A review on general characteristics, classification and degradation of river systems
Vishal Kamboj, Nitin Kamboj, Nivedita Sharma
Abstract
Rivers play an important role in the life of human beings. Most of the ancient cities are situated near the river systems and peoples were dependent on it for their livelihood needs, transportation, and raw material for construction, drinking and irrigation purpose. The degradation of the river system is based on river bed material and discharge of environmental pollution such as wastewater, agricultural runoff, and also tourism activities. Besides this, discharge of wastewater, tourism activity, and agricultural runoff into the river causes the eutrophication condition due to the discharge of nutrients in excess amount.
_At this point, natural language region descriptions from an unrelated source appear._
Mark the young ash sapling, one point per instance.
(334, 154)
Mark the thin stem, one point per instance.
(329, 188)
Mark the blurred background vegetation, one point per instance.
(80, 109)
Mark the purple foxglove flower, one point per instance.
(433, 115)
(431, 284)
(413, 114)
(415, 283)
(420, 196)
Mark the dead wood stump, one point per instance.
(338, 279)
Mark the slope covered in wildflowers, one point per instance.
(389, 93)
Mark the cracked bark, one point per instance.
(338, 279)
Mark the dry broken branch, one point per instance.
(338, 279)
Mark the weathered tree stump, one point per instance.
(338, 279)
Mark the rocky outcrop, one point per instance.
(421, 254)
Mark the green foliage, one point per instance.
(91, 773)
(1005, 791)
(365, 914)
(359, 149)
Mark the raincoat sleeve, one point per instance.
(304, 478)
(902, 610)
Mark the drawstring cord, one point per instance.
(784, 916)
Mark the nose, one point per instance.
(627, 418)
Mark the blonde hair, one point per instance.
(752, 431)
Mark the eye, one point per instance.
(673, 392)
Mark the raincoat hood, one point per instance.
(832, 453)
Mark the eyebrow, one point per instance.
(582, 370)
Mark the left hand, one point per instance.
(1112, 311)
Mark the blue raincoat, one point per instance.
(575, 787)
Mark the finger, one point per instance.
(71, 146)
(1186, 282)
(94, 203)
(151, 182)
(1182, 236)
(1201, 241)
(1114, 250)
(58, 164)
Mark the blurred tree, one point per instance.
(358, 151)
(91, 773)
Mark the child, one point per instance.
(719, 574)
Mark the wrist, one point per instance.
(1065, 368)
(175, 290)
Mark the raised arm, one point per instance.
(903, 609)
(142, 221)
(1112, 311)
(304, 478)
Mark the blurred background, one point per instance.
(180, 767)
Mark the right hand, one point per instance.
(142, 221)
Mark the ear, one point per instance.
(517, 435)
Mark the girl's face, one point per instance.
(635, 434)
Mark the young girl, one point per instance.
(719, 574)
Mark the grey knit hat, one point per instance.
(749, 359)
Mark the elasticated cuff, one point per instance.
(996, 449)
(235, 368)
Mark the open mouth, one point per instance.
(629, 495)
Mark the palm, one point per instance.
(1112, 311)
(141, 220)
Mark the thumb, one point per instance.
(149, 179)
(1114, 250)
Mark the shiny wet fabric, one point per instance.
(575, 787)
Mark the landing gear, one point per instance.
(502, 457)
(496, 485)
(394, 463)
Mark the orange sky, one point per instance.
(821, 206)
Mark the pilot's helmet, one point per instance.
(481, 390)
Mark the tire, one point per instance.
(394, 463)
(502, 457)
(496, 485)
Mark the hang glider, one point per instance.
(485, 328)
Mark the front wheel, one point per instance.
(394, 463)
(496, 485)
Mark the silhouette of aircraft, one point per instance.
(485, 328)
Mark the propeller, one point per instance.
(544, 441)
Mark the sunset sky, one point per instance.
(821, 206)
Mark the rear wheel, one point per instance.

The mining activity also affects the floodplain area and riparian zone of the river which causes the flood condition in the river. The mining activities led to change the channel morphology characteristic, increased the progressive degradation in upstream and downstream stretch and also it changes the substrate structure of the river. These activities directly affect the aquatic biodiversity and river regime. For preventing the river system some natural material and man-made methods such as plantation of vegetation and trees, training the river bank with stone, rocks. Therefore, this chapter emphasizes how the rivers system is classified on the basis of sources, geomorphological characteristics, river age, stream order, biotic zone classification and whitewater classification methods and also discuss the degradation of the river system by the river bed material and environmental pollution activities.